Health Reporter Emma Brady is with the West Midlands charity Baby Lifeline in Kuwait, where it is staging its first international conference.

Yesterday delegates visited the Al Sabah Maternity Hospital where 15,000 babies are born each year...

Along the marble hallway is a sumptious office, with leather sofas, a large mahogany desk and a distinct air of importance.

This is the office of the man who runs Al Sabah Maternity Hospital, Dr Mansour Sarkhow, and he is proud of the staff's achievements here.

The hospital, in west Shuwaikh, is the largest facility of its kind in Kuwait. Held up as a beacon of good practice, this is what Iraqi medics attending Baby Lifeline's first international conference in Fahaheel, Kuwait, hope one day to achieve.

Built in 1968, it forms part of the Al Sabah Hospital's sprawling compound of specialist hospitals, many of which require refurbishment.

Dr Sarkhow, the maternity hospital's director, said: "This is the biggest maternity hospital in Kuwait, we take referrals from all over the country from those with congenital defects to premature births.

"Every day there are 50 babies born here, it is a really busy hospital but it offers the best care and facilities in Kuwait."

Until last week, women could only use gas and air during labour but now nurses can offer epidurals for pain relief - which have long been available in British hospitals. Matron Mastora Alanzi said it meant patients could now benefit from 'labour without pain'.

But despite the gleam of the newly refurbished wards, Matron Alanzi explained that funding was not a straightforward issue.

"A lot of the hospital has been refurbished, mainly funded by some of the wealthy families who have paid for a floor or wards to be upgraded," she said.

"We do get money from the Ministry of Health but it is not that much, I suppose we should get more really.

"The special care baby unit is one example. It cost four million Kuwaiti dinar (£8 million), and most that was privately funded."

The refurbishment of Ward 19 was funded in this way, giving new mothers small private rooms and more nursery cots for their babies.

But most of the staff nurses on this post-natal ward are from Kerala, in India, as recruiting local nurses is very difficult.

Also patient care, which is at the heart of the health service, is in danger of being compromised as the hospital struggles to retain its staff.

There are meant to be 667 doctors, midwives and nurses running the hospital but only 571 are currently employed.

Matron Alanzi added: "A 28-bed ward should be staffed by at 11 or 12 nurses, but in reality it can be just five or six running the ward - in fact most of the wards are like this.

"But we do the best we can for our patients."

The charity's conference, which ends tomorrow, is helping Iraqi and Kuwaiti delegates improve essential skills in obstetric and gynaecological emergencies.

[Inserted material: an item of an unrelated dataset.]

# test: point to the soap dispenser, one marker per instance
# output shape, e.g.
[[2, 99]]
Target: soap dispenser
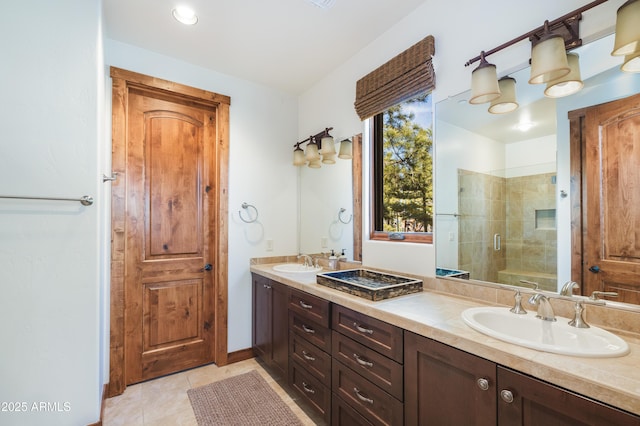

Diane Wilton, patron of the British Ladies Society, which helped fund the event, said that although Al Sabah is hailed as the best in Kuwait, patient care and facilities in most hospitals here were "well below par".

She said: "The doctors and surgeons here are very intelligent, well qualified and experts in their own fields, but it's the aftercare that's the problem.

"Many of the nurses are foreign nationals, mainly from India, and although there is a national training programme nursing care in Kuwait is well below par.

"However this hospital is great example of what can be achieved by the Iraqis, now they are free to develop their skills."